Por Bernardo Caram
BRASÍLIA (Reuters) - A PEC da Transição vai provocar um aumento do déficit público e da dívida do governo, disse nesta sexta-feira o presidente do Banco Central, Roberto Campos Neto, ressaltando que a questão fiscal poderá interferir nos cenários avaliados pela autoridade monetária para definir sua atuação.
Campos Neto afirmou, em evento promovido pela Bloomberg, que é muito importante ter coordenação entre políticas fiscal e monetária. Segundo ele, o elemento incerteza define grande parte do trabalho do BC.
"A política fiscal é um 'input' para nós.
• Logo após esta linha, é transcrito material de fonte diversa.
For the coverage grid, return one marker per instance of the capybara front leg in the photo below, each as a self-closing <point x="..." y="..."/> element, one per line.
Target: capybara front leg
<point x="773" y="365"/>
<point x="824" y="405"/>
E se, através desse 'input', nós acreditarmos que a convergência (da inflação) que a gente havia planejado não será atingida, reagiremos", disse.
A estimativa apresentada pelo presidente do BC aponta que eventual aprovação da PEC apresentada pelo governo eleito deve levar o déficit primário do governo central de 0,8% para 1,5% do PIB em 2023. Como consequência, o aumento da dívida bruta do governo entre 2022 e 2023, atualmente estimado de 77,7% para 81,9% do PIB, "seria ainda maior".
Na apresentação, Campos Neto disse que muitos dos programas temporários do governo devem se tornar permanentes, sendo difícil para os agentes econômicos entender qual será o arcabouço fiscal do país à frente, e destacando que "o mercado não é um monstro ou uma entidade", mas um mecanismo de alocação de recursos na economia.
"O Brasil tinha o mercado precificando o início da reversão do processo (de aperto monetário) entre fevereiro e junho (de 2023), mas por conta da incerteza nos planos fiscais do governo eleito, começamos a ver que agora não apenas você não precifica taxas mais baixas, mas na verdade você precifica taxas mais altas no curto prazo", afirmou.
Campos Neto disse ser necessário olhar para o social juntamente com a disciplina fiscal. Ele alertou que quando o governo passa do ponto "tentando fazer mais, na verdade significa que você está fazendo menos" porque desorganiza o mercado, afetando mais fortemente aqueles que inicialmente eram o foco da ajuda.
Ele foi cauteloso ao afirmar ser preciso esperar para ver o que de fato será aprovado na área fiscal, ponderando que o mercado vê uma vontade do governo eleito em gastar mais do que o esperado.
"Se temos menos incerteza, somos capazes de gastar mais com menos dano ao mercado e à credibilidade. Gerar incerteza provavelmente retira o espaço que você tem para gastar", disse.
A PEC apresentada pela equipe de Luiz Inácio Lula da Silva retira da contabilidade do teto de gastos quase 200 bilhões de reais em 2023 principalmente para bancar repasses sociais, além de não delimitar um prazo de vigência para a exceção à regra fiscal. Como mostrou a Reuters, a medida tem potencial para elevar a dívida bruta a 90% do PIB no mandato do petista, segundo apontam analistas, além de pressionar a inflação e dificultar o trabalho do Banco Central.
INFLAÇÃO
Em relação à dinâmica da inflação, o presidente do BC disse não achar que o trabalho da autoridade monetária está feito, não havendo razões para celebrar e sendo necessário persistir.
Para ele, o BC ainda tem que entender os avanços recentes nos números da inflação, mas não vê um cenário de dominância fiscal --quando o descontrole das contas públicas chega a um ponto crítico que prejudica a capacidade do BC de manejar a inflação por meio da política monetária.
Sobre a atividade econômica, o presidente do BC disse que a autarquia projeta uma desaceleração do crescimento em 2023, fruto da redução de preços das commodities, arrefecimento da economia global e efeito do aperto monetário doméstico.
O BC interrompeu seu ciclo de alta de juros para combater a inflação e manteve a taxa Selic em 13,75% ao ano nas duas últimas reuniões do Comitê de Política Monetária, mas deixou a porta aberta para novos ajustes se considerar necessário.
Campos Neto afirmou ainda que a liberação de crédito subsidiado tem impacto na taxa neutra de juros do país, ressaltando que um retorno a um cenário com bancos públicos concedendo esse tipo de crédito "mudará nosso quadro".